Bij de beschrijving van de problemen die gemeenten ervaren om vast te stellen of een bepaald gebied onder de toerismebepaling valt, lezen de leden van de SGP-fractie ook over de problematiek van de definitie van toerisme. Deze leden hebben de stellige overtuiging dat de indieners, hoewel er genoeg problemen zijn rond de toepassing van de toerismebepaling, de problemen onnodig problematiseren. Genoemde leden krijgen de indruk dat de voorbeelden die de leden Van der Ham en Van Gent geven in veel gevallen illustreren dat het niet zozeer gaat om problemen bij de interpretatie van de toerismebepaling, maar om door de indieners gewenst geachte versoepelingen van de Winkeltijdenwet in het algemeen. Is dit een juiste analyse?

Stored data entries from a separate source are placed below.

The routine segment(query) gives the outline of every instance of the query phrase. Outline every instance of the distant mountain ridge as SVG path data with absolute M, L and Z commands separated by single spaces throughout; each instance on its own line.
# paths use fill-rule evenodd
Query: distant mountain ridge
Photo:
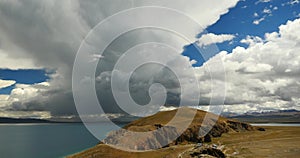
M 55 121 L 35 118 L 8 118 L 0 117 L 0 123 L 56 123 Z
M 300 111 L 295 109 L 244 114 L 223 113 L 225 117 L 249 123 L 300 123 Z

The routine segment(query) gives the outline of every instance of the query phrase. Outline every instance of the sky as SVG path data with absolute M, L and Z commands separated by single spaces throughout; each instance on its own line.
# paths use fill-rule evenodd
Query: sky
M 192 35 L 192 41 L 181 41 L 162 30 L 142 28 L 120 35 L 102 55 L 86 52 L 84 55 L 91 62 L 100 60 L 94 76 L 95 90 L 111 117 L 124 113 L 110 83 L 114 66 L 128 50 L 135 54 L 130 59 L 132 63 L 166 59 L 172 68 L 170 71 L 148 64 L 134 72 L 129 89 L 138 104 L 147 104 L 152 95 L 164 96 L 165 91 L 155 87 L 148 91 L 153 83 L 160 83 L 165 87 L 168 105 L 176 106 L 182 101 L 205 109 L 215 95 L 224 97 L 223 112 L 300 110 L 299 0 L 1 0 L 0 117 L 76 118 L 72 70 L 81 42 L 107 17 L 143 6 L 178 10 L 201 27 L 182 23 L 179 17 L 171 18 L 170 24 L 175 22 L 176 27 Z M 161 23 L 157 18 L 152 21 L 151 14 L 142 15 L 145 16 L 134 17 L 135 21 L 119 19 L 108 29 L 140 21 Z M 109 36 L 107 31 L 99 41 L 106 41 Z M 130 49 L 146 42 L 173 43 L 176 53 Z M 190 81 L 193 78 L 200 86 Z M 120 73 L 115 81 L 123 83 L 123 79 Z M 224 86 L 225 96 L 223 89 L 213 91 L 220 88 L 218 85 Z M 195 99 L 197 95 L 199 99 Z M 125 106 L 130 107 L 130 102 Z M 149 106 L 150 110 L 138 113 L 156 112 L 156 105 Z

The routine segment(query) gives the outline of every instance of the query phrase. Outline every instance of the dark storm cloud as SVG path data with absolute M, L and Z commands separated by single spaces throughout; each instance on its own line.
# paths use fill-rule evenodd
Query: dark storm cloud
M 16 61 L 14 65 L 18 65 L 18 68 L 27 68 L 30 65 L 54 70 L 55 73 L 50 76 L 49 86 L 21 85 L 16 88 L 2 106 L 5 109 L 16 111 L 45 110 L 50 111 L 53 116 L 77 114 L 71 91 L 72 68 L 76 52 L 90 29 L 114 13 L 133 6 L 159 5 L 184 11 L 206 27 L 215 23 L 220 15 L 226 13 L 228 8 L 233 7 L 236 2 L 236 0 L 226 2 L 3 0 L 0 2 L 0 52 L 3 52 L 9 59 L 15 59 L 10 61 Z M 118 7 L 116 7 L 116 3 Z M 211 7 L 215 9 L 209 9 Z M 202 14 L 199 14 L 199 10 Z M 126 19 L 120 23 L 126 23 Z M 178 25 L 185 27 L 185 24 Z M 196 35 L 201 31 L 201 28 L 188 31 Z M 161 36 L 164 37 L 161 38 Z M 120 37 L 119 42 L 112 43 L 104 52 L 104 58 L 98 65 L 99 68 L 95 77 L 97 78 L 98 97 L 107 111 L 121 111 L 115 106 L 110 91 L 109 76 L 114 63 L 130 47 L 147 41 L 160 42 L 161 39 L 174 40 L 170 35 L 161 33 L 159 30 L 156 32 L 144 30 L 136 34 L 135 32 L 128 33 L 124 37 Z M 180 45 L 182 48 L 183 46 Z M 87 53 L 88 55 L 93 54 Z M 6 58 L 2 60 L 6 60 Z M 19 60 L 28 61 L 29 64 L 23 65 L 23 63 L 17 62 Z M 177 65 L 176 69 L 180 70 L 181 63 L 188 62 L 188 60 L 188 58 L 176 54 L 176 59 L 171 65 Z M 133 76 L 131 89 L 133 96 L 136 92 L 135 100 L 141 103 L 142 100 L 147 100 L 149 85 L 159 82 L 168 89 L 167 103 L 177 104 L 180 87 L 176 78 L 171 73 L 167 73 L 166 70 L 156 69 L 157 71 L 154 71 L 154 69 L 156 69 L 155 66 L 144 69 L 140 75 L 142 78 Z M 185 74 L 186 72 L 181 71 L 181 73 Z M 146 75 L 152 76 L 153 80 L 149 81 L 143 78 Z M 186 74 L 185 78 L 189 78 L 189 75 Z M 181 86 L 189 87 L 190 85 L 186 82 Z M 192 86 L 190 87 L 192 88 Z

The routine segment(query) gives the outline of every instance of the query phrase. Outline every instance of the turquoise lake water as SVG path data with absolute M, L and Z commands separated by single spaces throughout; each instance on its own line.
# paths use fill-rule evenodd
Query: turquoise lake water
M 98 131 L 103 137 L 107 129 L 113 129 L 106 123 L 101 127 Z M 0 133 L 1 158 L 64 157 L 99 142 L 80 123 L 0 124 Z

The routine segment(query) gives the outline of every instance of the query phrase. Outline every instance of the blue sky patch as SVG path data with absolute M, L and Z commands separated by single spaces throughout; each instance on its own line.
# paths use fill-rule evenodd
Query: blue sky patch
M 20 84 L 35 84 L 49 79 L 49 72 L 45 69 L 0 69 L 0 79 L 14 80 Z M 15 85 L 0 89 L 0 94 L 10 94 Z
M 254 0 L 240 1 L 236 7 L 209 26 L 206 30 L 214 34 L 233 34 L 232 44 L 217 44 L 220 50 L 231 52 L 236 46 L 245 46 L 240 40 L 247 35 L 264 38 L 265 33 L 279 31 L 278 27 L 288 20 L 298 18 L 300 4 L 289 4 L 287 0 L 259 2 Z M 255 22 L 256 21 L 256 22 Z
M 285 24 L 288 20 L 294 20 L 300 17 L 300 3 L 293 3 L 293 0 L 270 0 L 263 2 L 261 0 L 244 0 L 231 8 L 229 12 L 222 15 L 213 25 L 209 26 L 208 33 L 232 34 L 235 38 L 232 41 L 226 41 L 216 44 L 220 51 L 232 52 L 237 46 L 247 48 L 248 45 L 241 43 L 242 39 L 249 36 L 258 36 L 264 39 L 265 33 L 278 32 L 278 27 Z M 207 32 L 200 33 L 197 37 Z M 216 55 L 215 52 L 210 56 Z M 203 65 L 203 60 L 193 45 L 184 47 L 184 56 L 190 60 L 196 60 L 193 66 Z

De indieners voeren een definitie van het CBS betreffende toerisme aan, maar lijken uit het oog te verliezen dat de Winkeltijdenwet een geheel eigen inkadering van het begrip toerisme kent. In artikel drie, derde lid onder a van de Winkeltijdenwet staat immers dat het gaat om «op de betrokken gemeente of een deel daarvan gericht toerisme, mits de aantrekkingskracht voor dat toerisme geheel of nagenoeg geheel is gelegen buiten de verkoopactiviteiten die door de vrijstelling of ontheffing mogelijk worden gemaakt». Naar de mening van deze leden laat deze voor ieder kenbare en duidelijke definitie geen onduidelijkheid bestaan over het feit dat winkelen of «funshoppen» of het openstellen van een Woonmall op zichzelf geen voldoende grond is om de winkels op zondag op basis van de toerismebepaling open te stellen. Hoe men ook moge denken over het feit of zulke activiteiten onder de noemer van toerisme behoren te vallen, in ieder geval is duidelijk dat de huidige tekst van de Winkeltijdenwet daar geen ruimte voor biedt. Voor ieder is duidelijk dat een Woonmall en een winkelcentrum niet toeristisch zijn, zeker niet als er geen «verkoopactiviteiten» zijn op een bepaalde dag. Kunnen de initiatiefnemers aangeven of en in welke mate zij deze interpretatie delen? Indien zij deze interpretatie niet delen: hoe willen de indieners zulke activiteiten juridisch scharen onder de definitie van de toerismebepaling in de Winkeltijdenwet? In de memorie van toelichting2 halen de indieners een voorbeeld aan van een supermarkt in Amsterdam die met behulp van exotische feestdagen op zondag de deuren open wilde stellen. Naar de mening van de leden van de SGP-fractie heeft dit voorbeeld niets te maken met de toerismebepaling. Erkennen de indieners dat dit voorbeeld niets met de toerismebepaling te maken heeft, maar vooral gezien kan worden als een poging om de wettelijke grenzen, in casu de grens van het tweede lid van artikel vier te verkennen? Zijn de indieners het met deze leden eens dat het zoeken naar de grenzen van de wet bij een bepaling op zichzelf niet betekent dat er dan ook sprake is van onduidelijkheid bij een heel ander onderdeel van de wet? Bovendien is toch juist door de uitspraak van de rechter in die kwestie veel meer duidelijkheid gekomen over de betekenis van artikel vier, tweede lid van de Winkeltijdenwet?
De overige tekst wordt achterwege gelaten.